In unterschiedlichen Lebensbereichen betreuen

Landläufig werden solche Aufgaben, die nicht unmittelbar das Vermögensmanagement betreffen, als Convenience-Services bezeichnet. Für Christoph Weber sind die Übergänge zwischen dem Bereich der Vermögensverwaltungssteuerung und der Betreuung in den privaten Lebensbereichen oft fließend. So könne ein Family Office für eine Familie zahlreiche Aufgaben übernehmen, um diese in den unterschiedlichen Lebensbereichen zu entlasten. Dazu zählen für den Vorstandsvorsitzenden des Verbandes unabhängiger Family Offices beispielsweise die Buchung von Dienstreisen, entsprechenden Unterkünften und privaten Reisen, die Anmeldung bei berufsbedingten und privaten Veranstaltungen, die Koordinierung von Chauffeurservices oder auch das Recherchieren von Ärzten, Schulen und sonstigen Dienstleistungen nebst der Terminkoordination.

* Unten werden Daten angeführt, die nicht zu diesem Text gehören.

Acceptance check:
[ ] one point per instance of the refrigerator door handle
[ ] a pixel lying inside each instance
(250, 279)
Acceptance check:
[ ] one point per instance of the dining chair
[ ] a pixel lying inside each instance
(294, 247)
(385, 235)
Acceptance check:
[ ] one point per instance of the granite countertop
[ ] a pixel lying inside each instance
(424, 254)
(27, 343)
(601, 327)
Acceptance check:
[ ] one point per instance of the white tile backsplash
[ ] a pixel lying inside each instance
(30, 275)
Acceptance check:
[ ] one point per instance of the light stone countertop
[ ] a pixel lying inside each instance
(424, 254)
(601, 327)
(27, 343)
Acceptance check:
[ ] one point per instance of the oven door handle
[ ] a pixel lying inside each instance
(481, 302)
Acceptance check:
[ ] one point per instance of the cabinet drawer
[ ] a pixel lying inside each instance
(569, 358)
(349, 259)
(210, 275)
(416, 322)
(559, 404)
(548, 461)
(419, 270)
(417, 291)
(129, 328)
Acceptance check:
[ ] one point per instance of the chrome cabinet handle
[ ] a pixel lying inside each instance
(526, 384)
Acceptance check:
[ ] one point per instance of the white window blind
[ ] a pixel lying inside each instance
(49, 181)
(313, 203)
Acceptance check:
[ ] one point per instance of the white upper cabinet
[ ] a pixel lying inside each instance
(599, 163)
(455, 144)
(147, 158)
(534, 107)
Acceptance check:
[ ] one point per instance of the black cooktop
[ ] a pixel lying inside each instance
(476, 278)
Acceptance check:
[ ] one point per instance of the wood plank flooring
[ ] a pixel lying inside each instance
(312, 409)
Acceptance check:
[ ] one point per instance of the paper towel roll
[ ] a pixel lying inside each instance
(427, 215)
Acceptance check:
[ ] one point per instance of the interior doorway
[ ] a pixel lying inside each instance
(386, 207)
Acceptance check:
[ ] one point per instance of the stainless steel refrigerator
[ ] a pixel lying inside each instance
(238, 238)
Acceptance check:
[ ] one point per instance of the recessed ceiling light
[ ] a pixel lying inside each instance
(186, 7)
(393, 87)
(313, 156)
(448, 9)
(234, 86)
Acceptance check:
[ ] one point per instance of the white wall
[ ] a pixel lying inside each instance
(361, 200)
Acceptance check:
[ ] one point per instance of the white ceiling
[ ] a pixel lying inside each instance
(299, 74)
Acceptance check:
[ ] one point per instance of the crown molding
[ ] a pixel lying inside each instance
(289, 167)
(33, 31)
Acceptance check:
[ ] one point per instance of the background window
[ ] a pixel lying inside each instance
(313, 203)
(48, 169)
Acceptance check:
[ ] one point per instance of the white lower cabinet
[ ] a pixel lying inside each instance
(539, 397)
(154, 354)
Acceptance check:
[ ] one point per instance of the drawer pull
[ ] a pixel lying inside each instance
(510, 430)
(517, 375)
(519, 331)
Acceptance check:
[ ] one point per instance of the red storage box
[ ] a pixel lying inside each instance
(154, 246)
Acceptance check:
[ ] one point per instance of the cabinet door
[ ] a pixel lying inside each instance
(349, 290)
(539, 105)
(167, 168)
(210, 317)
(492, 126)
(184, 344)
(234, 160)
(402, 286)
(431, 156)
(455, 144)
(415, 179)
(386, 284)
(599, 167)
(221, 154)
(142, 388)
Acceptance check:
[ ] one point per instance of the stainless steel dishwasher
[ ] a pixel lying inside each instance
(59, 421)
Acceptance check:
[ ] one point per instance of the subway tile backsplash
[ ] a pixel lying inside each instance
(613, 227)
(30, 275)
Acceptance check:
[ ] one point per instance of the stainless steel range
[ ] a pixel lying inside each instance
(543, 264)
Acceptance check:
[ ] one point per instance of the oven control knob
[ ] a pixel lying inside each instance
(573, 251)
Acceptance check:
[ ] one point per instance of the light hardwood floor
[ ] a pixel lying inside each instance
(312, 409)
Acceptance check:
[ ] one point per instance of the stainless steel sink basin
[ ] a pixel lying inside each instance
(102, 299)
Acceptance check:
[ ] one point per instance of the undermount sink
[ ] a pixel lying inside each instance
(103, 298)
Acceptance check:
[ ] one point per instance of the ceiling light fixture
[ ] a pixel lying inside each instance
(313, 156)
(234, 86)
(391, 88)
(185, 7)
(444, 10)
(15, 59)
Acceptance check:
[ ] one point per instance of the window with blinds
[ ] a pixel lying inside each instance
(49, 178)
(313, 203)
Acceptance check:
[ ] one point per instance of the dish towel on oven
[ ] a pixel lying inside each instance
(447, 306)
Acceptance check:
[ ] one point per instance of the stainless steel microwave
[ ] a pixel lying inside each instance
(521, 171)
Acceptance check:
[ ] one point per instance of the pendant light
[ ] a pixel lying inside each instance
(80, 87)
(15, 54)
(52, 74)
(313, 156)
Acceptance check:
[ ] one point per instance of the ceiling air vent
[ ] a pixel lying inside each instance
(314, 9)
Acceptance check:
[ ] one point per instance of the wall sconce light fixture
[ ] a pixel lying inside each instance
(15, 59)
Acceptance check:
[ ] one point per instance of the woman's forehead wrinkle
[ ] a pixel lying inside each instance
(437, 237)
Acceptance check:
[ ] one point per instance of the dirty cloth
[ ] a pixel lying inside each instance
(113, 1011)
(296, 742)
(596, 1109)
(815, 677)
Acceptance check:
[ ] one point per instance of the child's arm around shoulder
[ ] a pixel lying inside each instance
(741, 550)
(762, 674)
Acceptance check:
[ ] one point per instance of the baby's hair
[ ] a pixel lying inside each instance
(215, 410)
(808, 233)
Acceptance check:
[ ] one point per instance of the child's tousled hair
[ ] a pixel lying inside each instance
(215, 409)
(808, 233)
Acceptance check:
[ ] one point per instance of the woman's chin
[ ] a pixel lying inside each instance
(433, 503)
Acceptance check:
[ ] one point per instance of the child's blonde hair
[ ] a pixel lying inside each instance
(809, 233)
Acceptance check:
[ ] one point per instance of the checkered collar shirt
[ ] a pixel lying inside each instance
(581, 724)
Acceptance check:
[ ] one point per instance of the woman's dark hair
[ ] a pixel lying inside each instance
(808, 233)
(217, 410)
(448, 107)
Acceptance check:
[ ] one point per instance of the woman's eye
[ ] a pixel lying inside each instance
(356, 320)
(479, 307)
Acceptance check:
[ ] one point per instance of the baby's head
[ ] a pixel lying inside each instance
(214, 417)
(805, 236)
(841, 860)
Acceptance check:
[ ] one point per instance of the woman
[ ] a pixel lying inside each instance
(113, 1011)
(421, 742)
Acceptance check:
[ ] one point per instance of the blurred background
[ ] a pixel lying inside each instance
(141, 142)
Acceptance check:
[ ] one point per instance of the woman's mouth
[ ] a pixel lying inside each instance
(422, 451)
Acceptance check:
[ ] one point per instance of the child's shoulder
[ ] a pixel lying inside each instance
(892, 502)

Ein ähnliches Leistungsspektrum bietet beispielsweise auch das Hamburger Family Office Agusta an. „Wir entlasten unsere Mandanten, indem wir die Organisation von Reisen übernehmen, Versicherungen optimieren und bei der Organisation und Auswahl von Angestellten im häuslichen Bereich unterstützen. Wir koordinieren Dienstleister bei selbstgenutztem Wohneigentum und privaten Ferienimmobilien im In- und Ausland, unterstützen bei Kaufentscheidungen und übernehmen allgemeine Sekretariats- sowie Archivierungsaufgaben.“


Schutz der Privatsphäre

Der Düsseldorfer Family Officer Peter Brock, der ausgewählte Familien betreut, betont, dass ein Single Family Office letztendlich stets im Dienste der Familie tätig sein und all diejenigen Aufgaben übernehmen sollte, die die Familie nicht selber machen möchte beziehungsweise kann und die sie nicht an externe Dienstleister ausgliedern möchte. Gründe dafür könnten der Schutz der Privatsphäre oder besondere Anforderungen an die Vertraulichkeit oder Sicherheit der Familie sein. Er gibt dafür ein konkretes Beispiel: „Natürlich könnte auch eine vermögende Familie ihre Urlaubsreise in einem normalen Reisebüro buchen. Aber dabei könnte gegebenenfalls die physische Sicherheit der Familie in Gefahr sein, wenn zu viele externe Personen über die Reisegewohnheiten der Familie erfahren. Ebenfalls könnten dadurch die Abwesenheitszeiten der Familie bekannt werden, was wiederum ein weiteres Risiko darstellen kann.“


Frage nach Insourcing oder Outsourcing

Peter Brock ist der Ansicht, dass es durchaus Sinn ergeben könne, dass solche Dienstleistungen ins Family Office integriert würden, wenn sie öfter gebraucht würden. Dort könnten sie im Sinne der Familie kompetent erledigt werden. Der erfahrene Family Officer weiß aber auch: „Die Frage nach Insourcing oder Outsourcing ist auch in diesem Bereich nach Qualitäts- und Kostenkriterien abzuwägen. Das gilt für Convenience-Services genauso wie für viele andere Dienstleistungen, die ein Family Office erbringen kann, beispielsweise in Reporting und Controlling. Insofern muss der Vermögensinhaber gemeinsam mit dem Family Office entscheiden, welche Aufgaben von diesem übernommen werden und welche doch ausgegliedert werden können.“

Diese Auffassung vertritt auch Christoph Weber in seinem Aufsatz: „Die Möglichkeit, bestimmte Aufgaben, die den privaten Lebensbereich der Familie betreffen, an das Family Office zu delegieren, mag seitens der Familie als Erleichterung empfunden werden. Aber nicht immer wird die Beauftragung des Family Offices in solchen Fällen zu optimalen Ergebnissen führen: So haben die Family-Office-Mitarbeiter vielleicht nicht die Qualifizierung, um vollumfänglich alle Services effizient zu erbringen (ein Buchhalter ist eventuell nicht der beste Reiseplaner).“

Zudem sei das Honorar eines Family Officers in der Regel viel zu hoch für Concierge-Leistungen. Für diese Tätigkeiten sollten deshalb Mitarbeiter aus dem Back Office eingesetzt werden. Außerdem gehe die Zeit, die der Family Officer für private Serviceleistungen aufgewendet, natürlich von der Vermögensbetreuung ab. Vermögensinhaber sollten sich daher die Frage stellen, was sie wollen und (auch gemeinsam mit ihrem Berater) entscheiden, welcher Weg der richtige für sie ist.